Human genetics:
Drawn into bad company

from Nature Reviews Genetics

Magdalena Skipper

Polyglutamine (polyQ) repeat expansions are involved in several human disorders, perhaps the most famous among them being Huntington disease (HD). The HD gene was cloned in 1993, and subsequently, much effort has gone into the molecular characterization of the disease. Two significant new strides in this direction have just been made — Schaffar et al. show that transcription factors drawn into the bad company of mutant huntingtin (HTT) cannot bind their DNA targets, whereas Choo et al. find that HTT associates with the mitochondrial outer membrane and that mutant HTT alters mitochondrial permeability.

Expanded tracts of polyQ might cause disease through negative interactions with the ubiquitin–proteasome system or with important proteins, such as TATA-box-binding proteins (TBP) and transcriptional co-activator CREB-binding proteins (CBP), which also contain polyQ repeats. Schaffar et al. used an in vitro system, mouse neuroblastoma cells and a yeast model to focus on the second hypothesis.

By using a combination of mutant and wild-type HTT and TBP with or without polyQ tracts, they showed that TBP binds to HTT only when the polyQ tracts are present. Not surprisingly, aggregated TBPs cannot bind their targets. Mutant HTT can exert this toxic effect on transcription factors even before the formation of the multiprotein aggregates, which are also known as inclusion bodies and which are a hallmark of the disease at the cellular level. The authors also show in vitro and in mouse neuroblastoma cells that insoluble pre-existing aggregates of HTT cannot interact with TBP; only the newly synthesized, soluble HTT can.
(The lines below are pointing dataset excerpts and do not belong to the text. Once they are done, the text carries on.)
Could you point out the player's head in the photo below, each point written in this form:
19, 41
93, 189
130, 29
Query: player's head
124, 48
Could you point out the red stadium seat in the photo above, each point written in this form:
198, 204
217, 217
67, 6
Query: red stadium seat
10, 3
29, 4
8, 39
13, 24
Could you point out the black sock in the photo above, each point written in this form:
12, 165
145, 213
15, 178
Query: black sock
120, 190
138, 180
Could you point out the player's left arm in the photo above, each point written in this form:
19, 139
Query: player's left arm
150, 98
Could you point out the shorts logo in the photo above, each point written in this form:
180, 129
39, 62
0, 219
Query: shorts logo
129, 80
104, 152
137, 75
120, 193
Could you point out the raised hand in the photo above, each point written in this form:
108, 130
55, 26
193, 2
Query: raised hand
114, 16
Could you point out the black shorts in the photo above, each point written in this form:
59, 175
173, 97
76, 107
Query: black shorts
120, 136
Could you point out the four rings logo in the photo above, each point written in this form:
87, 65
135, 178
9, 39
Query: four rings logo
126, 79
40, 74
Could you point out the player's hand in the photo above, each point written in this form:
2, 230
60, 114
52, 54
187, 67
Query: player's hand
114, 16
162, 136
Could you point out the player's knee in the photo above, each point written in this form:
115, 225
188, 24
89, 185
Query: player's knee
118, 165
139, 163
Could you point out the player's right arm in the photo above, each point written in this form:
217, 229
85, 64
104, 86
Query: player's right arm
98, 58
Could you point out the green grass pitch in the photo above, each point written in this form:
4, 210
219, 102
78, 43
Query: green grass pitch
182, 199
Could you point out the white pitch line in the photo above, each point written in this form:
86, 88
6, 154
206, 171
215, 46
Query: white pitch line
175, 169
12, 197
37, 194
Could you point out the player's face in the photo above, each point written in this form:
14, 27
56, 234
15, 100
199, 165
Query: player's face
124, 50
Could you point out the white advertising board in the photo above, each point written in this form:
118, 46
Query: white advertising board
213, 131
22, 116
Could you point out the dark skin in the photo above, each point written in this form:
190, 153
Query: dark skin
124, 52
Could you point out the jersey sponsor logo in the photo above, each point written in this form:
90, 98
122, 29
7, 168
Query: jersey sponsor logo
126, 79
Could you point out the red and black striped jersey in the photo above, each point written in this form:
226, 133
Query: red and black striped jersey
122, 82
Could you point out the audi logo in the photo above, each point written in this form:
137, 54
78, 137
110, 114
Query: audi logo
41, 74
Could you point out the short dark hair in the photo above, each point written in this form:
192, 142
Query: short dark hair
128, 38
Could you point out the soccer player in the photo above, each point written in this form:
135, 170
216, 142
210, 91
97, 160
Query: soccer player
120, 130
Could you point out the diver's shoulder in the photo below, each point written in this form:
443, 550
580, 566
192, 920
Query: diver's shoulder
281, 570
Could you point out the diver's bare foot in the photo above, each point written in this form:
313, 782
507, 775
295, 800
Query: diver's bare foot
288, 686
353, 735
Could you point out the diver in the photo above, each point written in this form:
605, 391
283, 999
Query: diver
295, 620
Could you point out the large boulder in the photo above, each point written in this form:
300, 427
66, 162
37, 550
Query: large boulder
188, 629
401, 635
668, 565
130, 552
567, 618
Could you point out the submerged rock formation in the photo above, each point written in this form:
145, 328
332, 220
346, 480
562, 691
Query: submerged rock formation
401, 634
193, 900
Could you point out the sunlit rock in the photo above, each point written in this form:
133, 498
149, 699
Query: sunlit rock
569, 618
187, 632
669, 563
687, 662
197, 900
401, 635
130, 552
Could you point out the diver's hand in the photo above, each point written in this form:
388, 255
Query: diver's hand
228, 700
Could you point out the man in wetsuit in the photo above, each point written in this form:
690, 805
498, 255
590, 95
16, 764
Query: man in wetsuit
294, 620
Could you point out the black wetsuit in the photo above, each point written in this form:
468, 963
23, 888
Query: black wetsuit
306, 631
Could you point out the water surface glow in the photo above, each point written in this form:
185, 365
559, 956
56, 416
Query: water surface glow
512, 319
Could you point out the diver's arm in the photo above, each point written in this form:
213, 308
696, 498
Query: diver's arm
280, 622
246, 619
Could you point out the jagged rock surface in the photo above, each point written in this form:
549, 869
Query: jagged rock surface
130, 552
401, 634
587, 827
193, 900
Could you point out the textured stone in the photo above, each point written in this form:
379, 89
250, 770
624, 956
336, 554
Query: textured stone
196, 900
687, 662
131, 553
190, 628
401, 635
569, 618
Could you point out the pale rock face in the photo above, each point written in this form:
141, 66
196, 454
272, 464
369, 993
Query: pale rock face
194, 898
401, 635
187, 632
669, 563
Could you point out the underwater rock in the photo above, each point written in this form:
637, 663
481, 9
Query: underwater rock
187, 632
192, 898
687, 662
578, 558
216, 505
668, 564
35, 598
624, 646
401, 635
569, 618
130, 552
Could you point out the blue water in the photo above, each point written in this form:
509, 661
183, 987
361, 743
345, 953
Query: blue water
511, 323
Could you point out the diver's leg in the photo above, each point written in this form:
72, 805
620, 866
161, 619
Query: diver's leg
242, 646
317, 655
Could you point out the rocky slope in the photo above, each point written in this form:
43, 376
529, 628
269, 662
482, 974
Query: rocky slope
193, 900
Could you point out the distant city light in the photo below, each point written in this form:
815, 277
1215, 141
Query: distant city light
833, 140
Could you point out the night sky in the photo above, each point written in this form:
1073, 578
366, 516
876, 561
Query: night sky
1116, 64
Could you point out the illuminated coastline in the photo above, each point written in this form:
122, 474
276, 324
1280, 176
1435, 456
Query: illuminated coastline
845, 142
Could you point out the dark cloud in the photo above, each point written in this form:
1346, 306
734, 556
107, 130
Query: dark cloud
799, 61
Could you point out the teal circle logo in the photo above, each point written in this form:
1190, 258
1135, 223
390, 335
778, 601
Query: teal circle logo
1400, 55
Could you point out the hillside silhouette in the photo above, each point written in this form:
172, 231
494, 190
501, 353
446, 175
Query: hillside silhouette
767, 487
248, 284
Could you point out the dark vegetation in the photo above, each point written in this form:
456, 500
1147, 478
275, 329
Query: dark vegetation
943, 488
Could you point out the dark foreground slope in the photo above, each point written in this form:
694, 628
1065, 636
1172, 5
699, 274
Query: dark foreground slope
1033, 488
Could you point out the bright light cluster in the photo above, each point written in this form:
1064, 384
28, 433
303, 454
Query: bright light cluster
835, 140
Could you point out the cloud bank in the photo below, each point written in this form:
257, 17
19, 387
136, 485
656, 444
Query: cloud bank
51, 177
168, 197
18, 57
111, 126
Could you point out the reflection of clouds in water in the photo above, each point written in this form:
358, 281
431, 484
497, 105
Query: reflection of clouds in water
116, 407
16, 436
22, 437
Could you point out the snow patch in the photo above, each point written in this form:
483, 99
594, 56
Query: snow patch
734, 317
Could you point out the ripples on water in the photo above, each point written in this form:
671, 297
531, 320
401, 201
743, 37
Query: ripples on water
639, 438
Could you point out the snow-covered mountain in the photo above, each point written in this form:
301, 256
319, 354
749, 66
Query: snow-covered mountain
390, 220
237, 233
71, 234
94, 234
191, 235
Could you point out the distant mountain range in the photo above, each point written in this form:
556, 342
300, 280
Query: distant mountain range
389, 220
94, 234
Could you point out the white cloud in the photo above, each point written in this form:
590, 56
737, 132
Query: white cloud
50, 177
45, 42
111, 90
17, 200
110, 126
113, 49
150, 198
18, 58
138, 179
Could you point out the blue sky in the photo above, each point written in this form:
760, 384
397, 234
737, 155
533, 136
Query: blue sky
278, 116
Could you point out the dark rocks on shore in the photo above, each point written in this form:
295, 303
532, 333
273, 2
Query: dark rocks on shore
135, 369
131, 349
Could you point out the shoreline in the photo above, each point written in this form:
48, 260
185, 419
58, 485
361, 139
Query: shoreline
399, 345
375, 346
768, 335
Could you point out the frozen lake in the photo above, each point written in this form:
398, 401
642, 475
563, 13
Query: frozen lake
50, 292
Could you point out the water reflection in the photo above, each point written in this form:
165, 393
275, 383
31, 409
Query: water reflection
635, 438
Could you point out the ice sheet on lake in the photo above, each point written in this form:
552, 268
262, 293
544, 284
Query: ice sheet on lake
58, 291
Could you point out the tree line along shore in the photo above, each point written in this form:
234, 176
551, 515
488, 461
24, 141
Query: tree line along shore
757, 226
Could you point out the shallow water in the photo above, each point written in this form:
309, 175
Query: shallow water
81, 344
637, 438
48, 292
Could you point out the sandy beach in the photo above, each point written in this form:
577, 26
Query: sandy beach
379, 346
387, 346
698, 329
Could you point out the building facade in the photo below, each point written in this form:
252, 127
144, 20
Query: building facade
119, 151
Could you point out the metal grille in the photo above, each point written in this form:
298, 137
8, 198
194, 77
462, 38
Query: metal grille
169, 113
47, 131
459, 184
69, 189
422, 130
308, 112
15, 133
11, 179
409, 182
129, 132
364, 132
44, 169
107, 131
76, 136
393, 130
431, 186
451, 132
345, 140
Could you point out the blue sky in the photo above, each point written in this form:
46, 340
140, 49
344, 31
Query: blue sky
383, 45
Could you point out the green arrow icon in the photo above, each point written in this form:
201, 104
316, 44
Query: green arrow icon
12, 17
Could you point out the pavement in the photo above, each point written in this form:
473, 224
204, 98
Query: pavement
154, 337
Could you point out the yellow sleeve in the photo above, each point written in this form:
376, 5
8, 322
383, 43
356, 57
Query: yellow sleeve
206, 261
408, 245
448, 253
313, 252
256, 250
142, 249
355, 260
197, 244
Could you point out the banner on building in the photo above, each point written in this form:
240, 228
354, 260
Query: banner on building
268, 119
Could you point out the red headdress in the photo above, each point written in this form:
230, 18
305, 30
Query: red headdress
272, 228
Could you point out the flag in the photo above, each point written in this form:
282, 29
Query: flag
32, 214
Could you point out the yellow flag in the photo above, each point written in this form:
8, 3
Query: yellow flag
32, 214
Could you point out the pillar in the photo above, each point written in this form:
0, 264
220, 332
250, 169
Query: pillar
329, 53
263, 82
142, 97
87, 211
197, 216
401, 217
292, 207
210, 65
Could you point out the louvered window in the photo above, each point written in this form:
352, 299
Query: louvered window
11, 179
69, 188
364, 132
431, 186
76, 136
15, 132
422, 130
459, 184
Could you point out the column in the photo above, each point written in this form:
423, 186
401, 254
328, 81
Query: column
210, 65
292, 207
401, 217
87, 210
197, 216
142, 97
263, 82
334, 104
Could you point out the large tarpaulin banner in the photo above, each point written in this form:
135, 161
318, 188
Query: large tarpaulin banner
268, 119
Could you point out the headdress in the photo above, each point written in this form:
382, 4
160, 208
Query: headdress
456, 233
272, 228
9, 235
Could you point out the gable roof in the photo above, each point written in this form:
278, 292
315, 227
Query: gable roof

PolyQ only becomes toxic after a conformational change in mutant HTT— Schaffar et al. show that the non-toxic glutathione S–transferase (GST)-tagged HTT becomes toxic when the GST is cleaved off. Drawing a parallel with the in vivo situation, they suggest that similar to the GST tag in the experimental setting, the rest of the HTT protein shields the polyQ repeats from adopting the toxic conformation. They propose that this shielding process might account for the late onset of the disease.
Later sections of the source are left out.